Stonekettle Station, Renegade 9-11
Every year. Every goddamn year. I picked that quote specifically because goddamn was one of my dad’s most favored curses. I loved to listen to him tell stories, and he loved to tell stories. It was what he lived for. It was probably why he started selling cars, it gave him an excuse to talk to more people. Talking to people was his job description and not something he had to sneak into his days in between greasemonkey tasks at the Phillips 66 station that he inherited from his father.
He worked in the garage for his father as a teenager before he was drafted into the military.

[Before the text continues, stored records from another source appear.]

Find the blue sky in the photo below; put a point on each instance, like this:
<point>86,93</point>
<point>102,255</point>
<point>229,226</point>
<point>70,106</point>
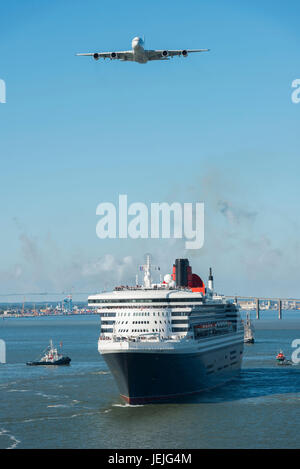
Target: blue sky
<point>217,127</point>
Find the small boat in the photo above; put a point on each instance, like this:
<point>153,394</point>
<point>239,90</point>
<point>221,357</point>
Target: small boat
<point>281,359</point>
<point>51,357</point>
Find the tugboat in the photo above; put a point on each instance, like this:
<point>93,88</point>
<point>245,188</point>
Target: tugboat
<point>248,331</point>
<point>281,359</point>
<point>51,357</point>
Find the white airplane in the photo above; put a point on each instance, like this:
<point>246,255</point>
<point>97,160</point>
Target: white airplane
<point>141,55</point>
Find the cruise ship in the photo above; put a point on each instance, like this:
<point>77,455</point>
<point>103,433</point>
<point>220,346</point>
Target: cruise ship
<point>170,339</point>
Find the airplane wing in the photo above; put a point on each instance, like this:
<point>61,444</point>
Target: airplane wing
<point>164,54</point>
<point>120,55</point>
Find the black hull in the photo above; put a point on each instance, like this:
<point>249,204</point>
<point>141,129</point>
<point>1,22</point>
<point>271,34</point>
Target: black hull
<point>144,377</point>
<point>62,361</point>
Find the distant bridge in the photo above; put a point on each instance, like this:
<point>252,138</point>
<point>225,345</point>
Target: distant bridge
<point>256,300</point>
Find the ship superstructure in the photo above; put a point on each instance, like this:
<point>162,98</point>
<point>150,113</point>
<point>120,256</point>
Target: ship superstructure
<point>168,339</point>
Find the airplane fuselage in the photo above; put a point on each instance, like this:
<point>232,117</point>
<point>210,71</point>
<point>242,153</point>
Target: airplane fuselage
<point>138,50</point>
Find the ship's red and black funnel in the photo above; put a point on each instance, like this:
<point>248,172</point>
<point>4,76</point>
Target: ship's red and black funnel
<point>183,276</point>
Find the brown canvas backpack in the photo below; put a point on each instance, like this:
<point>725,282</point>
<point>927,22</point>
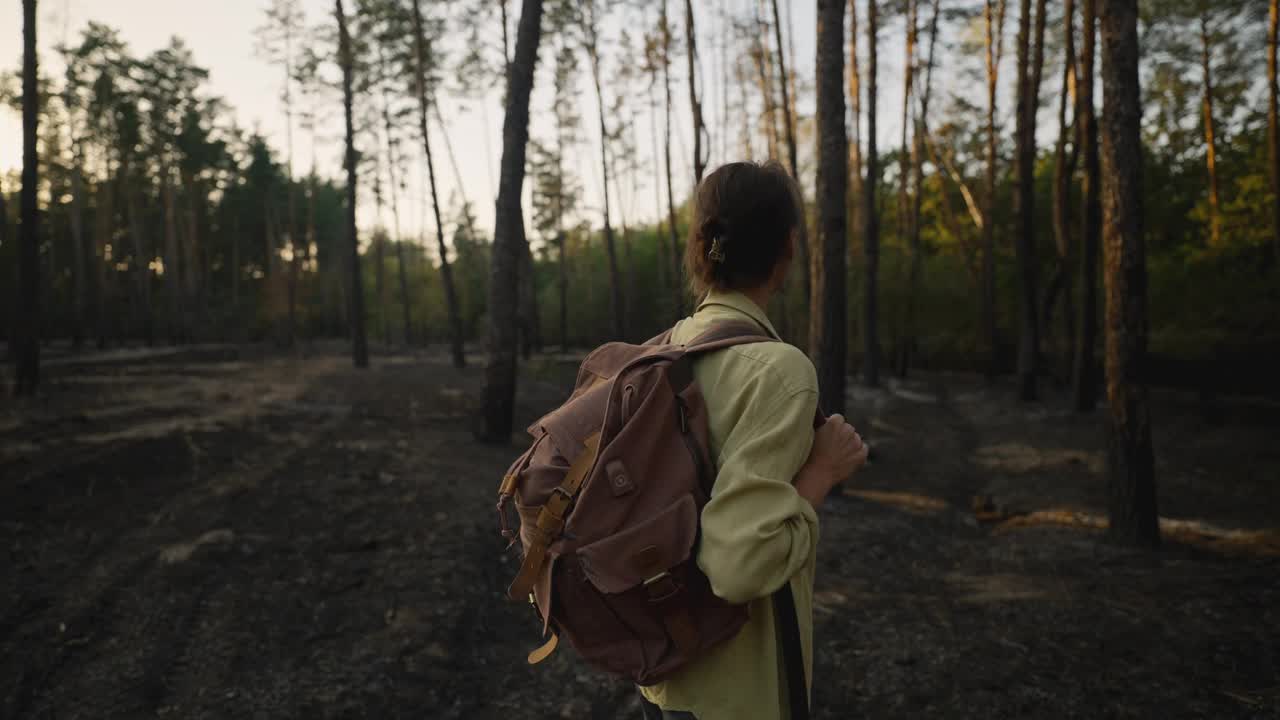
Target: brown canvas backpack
<point>609,497</point>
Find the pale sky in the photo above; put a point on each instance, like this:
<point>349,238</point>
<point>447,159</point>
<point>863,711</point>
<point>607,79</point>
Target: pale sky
<point>220,35</point>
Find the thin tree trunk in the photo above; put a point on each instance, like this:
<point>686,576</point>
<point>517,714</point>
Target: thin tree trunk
<point>499,390</point>
<point>1084,374</point>
<point>359,341</point>
<point>1133,513</point>
<point>393,180</point>
<point>904,165</point>
<point>1215,212</point>
<point>676,255</point>
<point>810,276</point>
<point>451,296</point>
<point>1064,169</point>
<point>1029,68</point>
<point>694,103</point>
<point>1274,126</point>
<point>910,346</point>
<point>832,186</point>
<point>78,249</point>
<point>27,377</point>
<point>855,153</point>
<point>995,24</point>
<point>871,214</point>
<point>615,279</point>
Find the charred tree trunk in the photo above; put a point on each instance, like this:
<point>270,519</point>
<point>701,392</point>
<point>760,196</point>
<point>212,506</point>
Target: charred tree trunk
<point>1031,57</point>
<point>1274,126</point>
<point>1084,373</point>
<point>78,250</point>
<point>1133,513</point>
<point>871,214</point>
<point>359,341</point>
<point>615,279</point>
<point>1064,169</point>
<point>499,390</point>
<point>677,282</point>
<point>694,103</point>
<point>995,26</point>
<point>27,376</point>
<point>1215,208</point>
<point>451,295</point>
<point>832,185</point>
<point>910,346</point>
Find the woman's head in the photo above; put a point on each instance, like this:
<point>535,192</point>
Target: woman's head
<point>744,219</point>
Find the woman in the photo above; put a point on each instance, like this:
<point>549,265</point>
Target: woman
<point>759,528</point>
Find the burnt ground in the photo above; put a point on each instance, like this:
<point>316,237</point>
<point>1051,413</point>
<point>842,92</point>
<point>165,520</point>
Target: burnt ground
<point>220,532</point>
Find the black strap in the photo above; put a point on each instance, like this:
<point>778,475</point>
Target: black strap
<point>792,659</point>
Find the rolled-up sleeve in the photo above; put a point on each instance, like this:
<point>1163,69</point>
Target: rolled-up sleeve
<point>757,532</point>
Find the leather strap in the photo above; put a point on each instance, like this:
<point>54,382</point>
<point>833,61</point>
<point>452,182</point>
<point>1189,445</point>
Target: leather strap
<point>792,657</point>
<point>664,595</point>
<point>544,651</point>
<point>551,519</point>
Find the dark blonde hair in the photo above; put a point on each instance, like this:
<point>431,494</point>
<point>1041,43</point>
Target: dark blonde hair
<point>745,213</point>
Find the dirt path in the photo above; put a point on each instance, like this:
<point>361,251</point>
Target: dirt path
<point>209,534</point>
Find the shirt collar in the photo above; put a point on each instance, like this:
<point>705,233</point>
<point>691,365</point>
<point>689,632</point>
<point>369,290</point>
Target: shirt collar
<point>739,302</point>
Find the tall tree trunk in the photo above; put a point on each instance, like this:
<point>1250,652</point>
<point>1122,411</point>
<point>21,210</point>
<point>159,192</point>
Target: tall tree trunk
<point>1031,57</point>
<point>676,255</point>
<point>1132,507</point>
<point>1274,124</point>
<point>393,180</point>
<point>995,28</point>
<point>1084,373</point>
<point>78,249</point>
<point>694,103</point>
<point>855,150</point>
<point>832,186</point>
<point>27,377</point>
<point>616,301</point>
<point>910,345</point>
<point>871,213</point>
<point>172,259</point>
<point>1064,169</point>
<point>810,274</point>
<point>1215,212</point>
<point>359,340</point>
<point>499,390</point>
<point>904,163</point>
<point>140,268</point>
<point>451,295</point>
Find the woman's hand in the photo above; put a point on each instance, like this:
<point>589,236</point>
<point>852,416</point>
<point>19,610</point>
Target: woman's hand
<point>837,452</point>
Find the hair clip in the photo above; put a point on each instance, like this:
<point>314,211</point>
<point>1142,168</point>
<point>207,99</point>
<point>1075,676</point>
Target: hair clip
<point>717,253</point>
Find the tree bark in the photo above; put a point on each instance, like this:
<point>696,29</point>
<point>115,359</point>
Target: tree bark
<point>1064,169</point>
<point>1133,513</point>
<point>27,376</point>
<point>694,103</point>
<point>499,390</point>
<point>676,255</point>
<point>1029,67</point>
<point>1084,374</point>
<point>1274,126</point>
<point>78,249</point>
<point>359,340</point>
<point>451,294</point>
<point>871,214</point>
<point>832,185</point>
<point>910,346</point>
<point>615,279</point>
<point>995,26</point>
<point>1215,209</point>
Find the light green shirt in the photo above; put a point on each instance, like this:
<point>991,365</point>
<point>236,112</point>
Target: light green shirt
<point>757,532</point>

The Army then put him to work in the motor pool doing exactly what he had been doing at his father’s garage.
Dad didn’t like military life very much, and left the service after 4 years to return home to Kansas and his family there. As a teenager I foolishly contemplated joining the military myself, and mentioned it to him to see what he thought. “You like taking orders?” he said. I didn’t, I replied. “Well, then you don’t want to join the military.” That was his thinking on the subject, in a nutshell. He never elaborated more, but that view has stuck with me ever since.
After he divorced my mother dad sold his garage to the guys that had worked faithfully for him for decades and set about making himself known across several states as the car salesman that would get you a fair deal on whatever vehicle you were looking for. The number of returning customers testified to his honesty in dealing with the people that his fellow salesman treated as marks. Not my dad. Every person who wanted a car and came to him looking for the right car for them, left with either the car they were looking for or a memorable story about the salesman that really tried to help them find that one special vehicle they wanted.
That was my father. His major complaints in life were that the fish didn’t bite often enough when we went fishing (his favorite pastime) and that terrorists picked his birthday as the day to strike at America. Every year after 2001 he was forced to relive that horrible day rather than be allowed to celebrate his birthday in peace. Every year until he died, the day that he had looked forward to through childhood had become something terrifying and repugnant. It annoyed him that his day had been the day they picked. I can understand that. It is captured in this sentiment,
This new generation has lived under the shadow of those falling towers every single minute of every single day since the moment they were born.
Stonekettle Station, 9-11 Thirteen Years On
I’m reclaiming today and every September 11th after this one for my father.
Happy birthday dad, wherever you are.
I am reclaiming it for my father and for all the young Americans born since that day. People who deserve more than to be dragged into battles that have been going on since before they were born. I promise to spend more time thinking of him and of them than of the other events that make this day stand out for average Americans. Because really, why remember if we aren’t going to learn anything from it?
This article has been slightly modified and moved forward from its original post date of September 11, 2016. Based on an article from 2014.